Florian Hussonnois

Posted on Aug 19, 2020 • Edited on May 19, 2021

Streaming data into Kafka S01/E02 - Loading XML file

#apachekafka #kafkaconnect #xml #bigdata

In the previous blog post Streaming data into Kafka S01/E01- Loading CSV file, I've illustrated how it can be easy to integrate data into Apache Kafka using the Kafka Connect framework.

In particular, we saw how to parse and transform CSV files to produce clean records into Kafka by using the Kafka Connect FilePulse connector.

XML(Extensible Markup Language) is another well-known data format. Usually, the XML format is not very appreciated by most developers because of its heaviness (or complexity). However, it's still used by many organizations to make systems interact with each other.

In this second article, we will see how to read records from XML files and load them into Kafka. To do this, we will once again use the Kafka Connect FilePulse connector, which offers native support for reading XML files.

Kafka Connect File Pulse connector

The Kafka Connect FilePulse connector is a powerful source connector that makes it easy to parse, transform, and load data from the local file system into Apache Kafka.

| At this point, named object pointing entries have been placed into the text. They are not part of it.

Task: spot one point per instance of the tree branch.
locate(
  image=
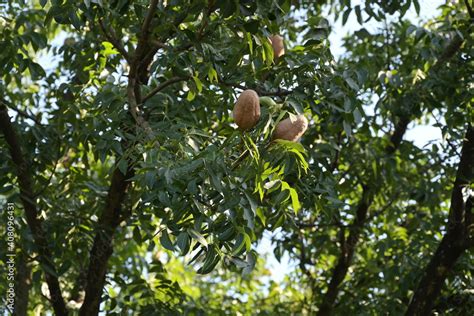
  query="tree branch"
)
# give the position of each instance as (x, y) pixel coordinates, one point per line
(163, 86)
(21, 112)
(31, 212)
(103, 248)
(111, 217)
(347, 251)
(454, 242)
(469, 9)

It offers built-in support for various file formats (e.g: CSV, XML, JSON, LOG4J, AVRO).

For a broad overview of FilePulse, I suggest you read this article :

For more information, you can check-out the documentation here.

How to use the connector

The easiest and fastest way to get started with the Kafka Connect FilePulse connector is to use the Docker image available on Docker Hub.

$ docker pull streamthoughts/kafka-connect-file-pulse:1.6.3

You can download the docker-compose.yml file available on the GitHub project repository to quickly start a Confluent Platform with Kafka Connect and the FilePulse connector pre-installed.

$ wget https://raw.githubusercontent.com/streamthoughts/kafka-connect-file-pulse/v1.6.3/docker-compose.yml
$ docker-compose up -d

Once all Docker containers are started, you can check that the connector is installed on the Kafka Connect worker accessible on http://localhost:8083.

$ curl -s localhost:8083/connector-plugins|jq '.[].class'|egrep FilePulse

"io.streamthoughts.kafka.connect.filepulse.source.FilePulseSourceConnector"

Note : You can also install the connector either from GitHub Releases Page or from Confluent Hub.

Ingesting Data

We will start by creating a first connector with the following configuration. It specifies that the connector's tasks must use the XMLFileInputReader to read the files that will be scheduled by the connector.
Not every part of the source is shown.